W^(k+1)←W^(k)-αZ^(k+1)，

as described above

s3: pruning the trained model;

and training the DNN for enough times, wherein each iteration is updated through the updating rules introduced in S1 and S2, and then the training is completed, so that a DNN model with only Q nonzero parameters is obtained.

2. The global sparse momentum (SGD) -based deep neural network pruning method according to claim 1, characterized in that: SGD refers to random gradient descent and DNN refers to deep neural networks.

3. The global sparse momentum (SGD) -based deep neural network pruning method according to claim 1, characterized in that: in each training iteration of S1, an "activity screening" technique is applied to select parameters that are important to the data of the current iteration, perform "activity update" on the parameters, and perform "negative update" on the remaining parameters.

4. The global sparse momentum (SGD) -based deep neural network pruning method according to claim 1, characterized in that: at S1, a small portion of the data with the largest T value is selected for "active refresh" and the remaining parameters are "negative-refreshed".

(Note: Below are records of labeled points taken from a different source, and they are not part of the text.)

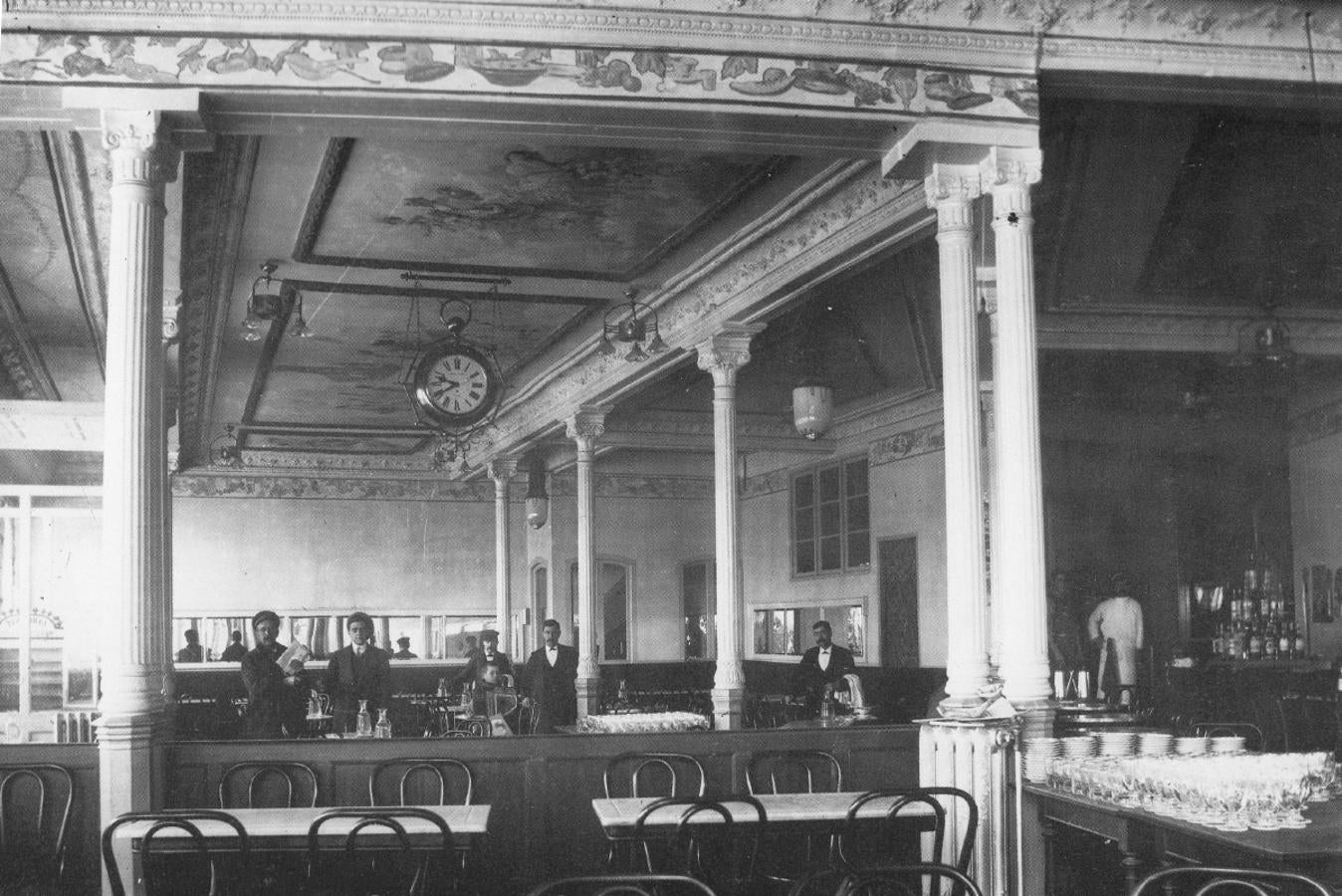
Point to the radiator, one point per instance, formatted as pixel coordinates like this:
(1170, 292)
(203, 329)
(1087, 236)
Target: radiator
(978, 757)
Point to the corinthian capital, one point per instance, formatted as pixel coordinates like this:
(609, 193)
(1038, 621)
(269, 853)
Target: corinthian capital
(139, 147)
(726, 351)
(586, 424)
(502, 468)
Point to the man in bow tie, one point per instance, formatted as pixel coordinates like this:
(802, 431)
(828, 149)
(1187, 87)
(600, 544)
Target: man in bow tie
(822, 665)
(487, 652)
(358, 671)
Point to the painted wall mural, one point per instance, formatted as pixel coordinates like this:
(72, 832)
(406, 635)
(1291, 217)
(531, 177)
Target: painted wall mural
(527, 70)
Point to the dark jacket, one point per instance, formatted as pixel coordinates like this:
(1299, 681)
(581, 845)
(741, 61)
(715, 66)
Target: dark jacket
(552, 688)
(274, 707)
(809, 679)
(350, 678)
(477, 664)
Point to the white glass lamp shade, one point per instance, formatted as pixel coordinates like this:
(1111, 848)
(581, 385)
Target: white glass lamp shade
(812, 409)
(537, 511)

5. The global sparse momentum (SGD) -based deep neural network pruning method according to claim 1, characterized in that: in S2, those unimportant parameters are "negatively updated" more and more, and thus closer to 0, and eventually may approach 0 indefinitely as training progresses.

6. The global sparse momentum (SGD) -based deep neural network pruning method according to claim 1, characterized in that: at S2, the absolute values of the parameters of the model at the completion of training are close to 0 except for Q parameters.

7. The global sparse momentum (SGD) based deep neural network pruning method according to claim 6, characterized in that: setting these parameters very close to 0 does not affect the accuracy of the model.